国民経済計算の歴史:68SNAとは
投資の初心者
先生、「68SNA」(1968年に国際連合統計委員会で採択された国民経済計算)って何ですか?なんだか難しそうでよくわからないです。
投資アドバイザー
そうですね、少し難しいですね。簡単に言うと、国のお金の流れを把握するための共通ルールのようなものです。色々な国で経済状況を比べるために、計算方法を統一したんです。
投資の初心者
国のお金の流れを把握する…ということは、国の収入や支出を計算するためのルールってことですか?
投資アドバイザー
その通りです。例えば、国民総生産(GNP)や国内総生産(GDP)といった指標も、この68SNAに基づいて計算されています。国同士の経済状況を比べる際に、同じ物差しを使うことで、より正確な比較ができるようになるんですよ。
68SNAとは。
投資に関係する言葉「68SNA」(1968年に国際連合の統計委員会で決められた国民経済計算のことです)について説明します。
国民経済計算の登場
世界恐慌や第二次世界大戦といった未曽有の危機を経て、世界経済は大きな混乱に陥りました。荒波にもまれる世界経済を立て直し、そして、安定した成長の道筋を描くためには、各国経済の実態を正確に把握することが何よりも重要となりました。こうした切実な必要性に応える形で登場したのが、国民経済計算、すなわち国民経済計算体系(SNA System of National Accounts)です。

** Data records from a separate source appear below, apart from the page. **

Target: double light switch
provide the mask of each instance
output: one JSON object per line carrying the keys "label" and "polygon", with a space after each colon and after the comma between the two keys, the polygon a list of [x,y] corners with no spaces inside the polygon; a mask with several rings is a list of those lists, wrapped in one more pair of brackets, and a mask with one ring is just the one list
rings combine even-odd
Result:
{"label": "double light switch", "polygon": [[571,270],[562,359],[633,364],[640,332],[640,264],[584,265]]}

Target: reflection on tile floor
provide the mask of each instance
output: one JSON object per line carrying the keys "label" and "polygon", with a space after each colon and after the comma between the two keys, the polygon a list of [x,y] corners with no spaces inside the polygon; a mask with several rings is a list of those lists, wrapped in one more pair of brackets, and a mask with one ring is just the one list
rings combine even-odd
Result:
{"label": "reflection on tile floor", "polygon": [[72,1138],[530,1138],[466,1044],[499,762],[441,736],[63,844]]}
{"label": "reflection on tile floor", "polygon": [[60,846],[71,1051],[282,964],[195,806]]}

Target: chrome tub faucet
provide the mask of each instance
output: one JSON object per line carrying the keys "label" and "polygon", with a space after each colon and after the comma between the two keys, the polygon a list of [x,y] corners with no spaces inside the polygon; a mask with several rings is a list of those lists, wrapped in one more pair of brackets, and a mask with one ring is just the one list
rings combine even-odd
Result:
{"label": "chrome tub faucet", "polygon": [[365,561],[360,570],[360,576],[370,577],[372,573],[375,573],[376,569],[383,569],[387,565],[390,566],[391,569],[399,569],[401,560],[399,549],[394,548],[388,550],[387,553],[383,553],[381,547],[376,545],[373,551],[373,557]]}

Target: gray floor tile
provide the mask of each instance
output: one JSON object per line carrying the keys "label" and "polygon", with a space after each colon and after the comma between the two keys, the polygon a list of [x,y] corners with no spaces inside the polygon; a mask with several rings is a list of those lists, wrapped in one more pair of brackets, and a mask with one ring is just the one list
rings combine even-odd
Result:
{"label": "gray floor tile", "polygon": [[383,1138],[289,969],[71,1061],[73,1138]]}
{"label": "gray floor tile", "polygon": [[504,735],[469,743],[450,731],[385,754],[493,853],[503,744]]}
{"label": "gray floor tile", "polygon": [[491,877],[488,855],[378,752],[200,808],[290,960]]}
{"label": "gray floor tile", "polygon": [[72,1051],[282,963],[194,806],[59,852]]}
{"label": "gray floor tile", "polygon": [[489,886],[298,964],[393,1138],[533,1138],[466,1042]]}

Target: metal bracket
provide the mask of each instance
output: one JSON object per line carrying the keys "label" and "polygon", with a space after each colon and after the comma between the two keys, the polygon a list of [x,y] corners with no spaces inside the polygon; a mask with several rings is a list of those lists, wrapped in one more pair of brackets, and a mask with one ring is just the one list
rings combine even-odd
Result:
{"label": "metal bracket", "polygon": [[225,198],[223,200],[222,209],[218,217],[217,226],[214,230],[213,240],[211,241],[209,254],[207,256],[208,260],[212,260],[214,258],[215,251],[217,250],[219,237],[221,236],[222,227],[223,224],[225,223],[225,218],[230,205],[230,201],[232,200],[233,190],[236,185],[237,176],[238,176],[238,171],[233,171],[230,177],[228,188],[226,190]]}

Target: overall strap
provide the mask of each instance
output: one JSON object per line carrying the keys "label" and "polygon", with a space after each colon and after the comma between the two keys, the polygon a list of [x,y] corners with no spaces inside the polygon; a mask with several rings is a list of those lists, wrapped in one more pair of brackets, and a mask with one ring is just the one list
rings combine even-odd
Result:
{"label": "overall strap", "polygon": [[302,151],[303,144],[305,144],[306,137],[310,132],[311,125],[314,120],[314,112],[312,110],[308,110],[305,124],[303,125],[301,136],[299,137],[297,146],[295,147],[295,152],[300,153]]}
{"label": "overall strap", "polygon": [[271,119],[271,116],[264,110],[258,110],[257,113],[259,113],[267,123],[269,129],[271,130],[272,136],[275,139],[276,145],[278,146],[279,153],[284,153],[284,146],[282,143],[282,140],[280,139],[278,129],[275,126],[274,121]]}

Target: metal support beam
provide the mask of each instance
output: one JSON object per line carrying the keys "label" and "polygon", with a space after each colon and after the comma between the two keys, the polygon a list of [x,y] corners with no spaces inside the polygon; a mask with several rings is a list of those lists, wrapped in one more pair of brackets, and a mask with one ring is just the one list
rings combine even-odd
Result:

国民経済計算は、一国の経済活動を網羅的に記録し、多角的に分析するための統計的な枠組みを提供します。物やサービスの生産、所得の分配、そして家計による消費といった経済活動の主要な側面を体系的に捉え、国内総生産(GDP)をはじめとする重要な経済指標を計算するための統一的な基準を定めています。この基準を設けることによって初めて、異なる国や地域の間でも経済状況を比較分析することが可能になるのです。

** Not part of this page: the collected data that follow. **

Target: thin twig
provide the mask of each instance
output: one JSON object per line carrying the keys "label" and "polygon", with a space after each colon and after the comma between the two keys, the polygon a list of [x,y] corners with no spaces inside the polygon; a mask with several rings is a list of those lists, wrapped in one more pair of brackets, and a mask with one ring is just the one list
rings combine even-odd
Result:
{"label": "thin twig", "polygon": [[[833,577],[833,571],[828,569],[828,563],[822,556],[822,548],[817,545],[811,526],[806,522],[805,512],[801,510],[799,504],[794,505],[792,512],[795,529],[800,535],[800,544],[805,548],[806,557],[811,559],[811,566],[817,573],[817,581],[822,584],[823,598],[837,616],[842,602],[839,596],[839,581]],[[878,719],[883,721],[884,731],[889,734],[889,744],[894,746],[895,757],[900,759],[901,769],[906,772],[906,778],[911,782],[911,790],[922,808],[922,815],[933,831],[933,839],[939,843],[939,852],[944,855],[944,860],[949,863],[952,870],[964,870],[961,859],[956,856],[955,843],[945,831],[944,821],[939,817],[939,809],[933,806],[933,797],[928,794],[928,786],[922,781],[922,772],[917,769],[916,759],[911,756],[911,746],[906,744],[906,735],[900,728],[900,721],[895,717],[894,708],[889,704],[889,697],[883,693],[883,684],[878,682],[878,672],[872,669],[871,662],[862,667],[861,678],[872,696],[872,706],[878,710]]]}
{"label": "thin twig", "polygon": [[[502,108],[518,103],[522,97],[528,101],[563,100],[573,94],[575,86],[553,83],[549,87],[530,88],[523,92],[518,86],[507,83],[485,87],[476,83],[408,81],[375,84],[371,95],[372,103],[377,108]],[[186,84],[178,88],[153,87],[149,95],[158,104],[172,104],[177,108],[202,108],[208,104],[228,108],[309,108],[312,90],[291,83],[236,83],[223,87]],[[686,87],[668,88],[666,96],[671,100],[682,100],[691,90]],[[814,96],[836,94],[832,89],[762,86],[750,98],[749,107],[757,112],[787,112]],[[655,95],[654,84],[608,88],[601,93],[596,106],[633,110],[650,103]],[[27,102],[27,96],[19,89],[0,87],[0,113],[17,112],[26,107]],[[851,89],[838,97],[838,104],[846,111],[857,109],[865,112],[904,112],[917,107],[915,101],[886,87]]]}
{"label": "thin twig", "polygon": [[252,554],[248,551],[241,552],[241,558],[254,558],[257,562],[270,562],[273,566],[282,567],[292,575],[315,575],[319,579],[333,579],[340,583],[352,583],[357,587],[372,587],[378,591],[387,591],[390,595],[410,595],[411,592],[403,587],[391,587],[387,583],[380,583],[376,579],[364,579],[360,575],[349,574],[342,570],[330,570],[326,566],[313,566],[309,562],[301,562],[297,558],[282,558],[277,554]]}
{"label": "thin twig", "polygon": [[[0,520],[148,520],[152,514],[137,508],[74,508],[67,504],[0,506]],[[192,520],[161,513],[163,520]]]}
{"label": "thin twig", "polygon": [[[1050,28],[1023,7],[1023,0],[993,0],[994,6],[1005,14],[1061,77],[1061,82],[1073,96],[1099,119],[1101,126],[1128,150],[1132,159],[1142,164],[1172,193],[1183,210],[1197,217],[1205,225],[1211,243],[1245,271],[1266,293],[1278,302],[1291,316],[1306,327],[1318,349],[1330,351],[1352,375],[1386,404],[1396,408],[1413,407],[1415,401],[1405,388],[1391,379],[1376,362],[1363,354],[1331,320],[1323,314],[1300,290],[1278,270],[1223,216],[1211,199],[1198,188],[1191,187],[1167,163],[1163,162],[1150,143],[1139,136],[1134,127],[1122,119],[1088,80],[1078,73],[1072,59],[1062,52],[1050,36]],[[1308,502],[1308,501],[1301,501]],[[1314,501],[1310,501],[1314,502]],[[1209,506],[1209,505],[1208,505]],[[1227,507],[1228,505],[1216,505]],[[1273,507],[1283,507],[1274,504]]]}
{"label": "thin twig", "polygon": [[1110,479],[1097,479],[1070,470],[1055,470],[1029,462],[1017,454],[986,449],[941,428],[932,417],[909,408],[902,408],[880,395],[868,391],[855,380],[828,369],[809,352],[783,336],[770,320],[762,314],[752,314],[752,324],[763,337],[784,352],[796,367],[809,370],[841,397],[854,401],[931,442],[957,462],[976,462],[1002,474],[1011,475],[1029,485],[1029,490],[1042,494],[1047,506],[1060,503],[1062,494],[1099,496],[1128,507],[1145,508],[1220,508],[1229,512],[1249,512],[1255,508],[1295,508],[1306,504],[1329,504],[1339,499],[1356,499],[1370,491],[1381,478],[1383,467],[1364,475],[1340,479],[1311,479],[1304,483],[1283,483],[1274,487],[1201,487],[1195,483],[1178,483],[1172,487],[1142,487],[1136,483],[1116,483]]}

この国民経済計算によって、政策を立案する立場にある人たちは、経済状況を客観的に評価し、適切な政策を決定するための確固たる根拠を得ることが可能になります。まるで船の羅針盤のように、国民経済計算は政策担当者を正しい方向へと導く役割を果たすと言えるでしょう。さらに、国際的な比較分析も容易になるため、世界経済全体の動きを理解する上でも国民経済計算は必要不可欠なものとなっています。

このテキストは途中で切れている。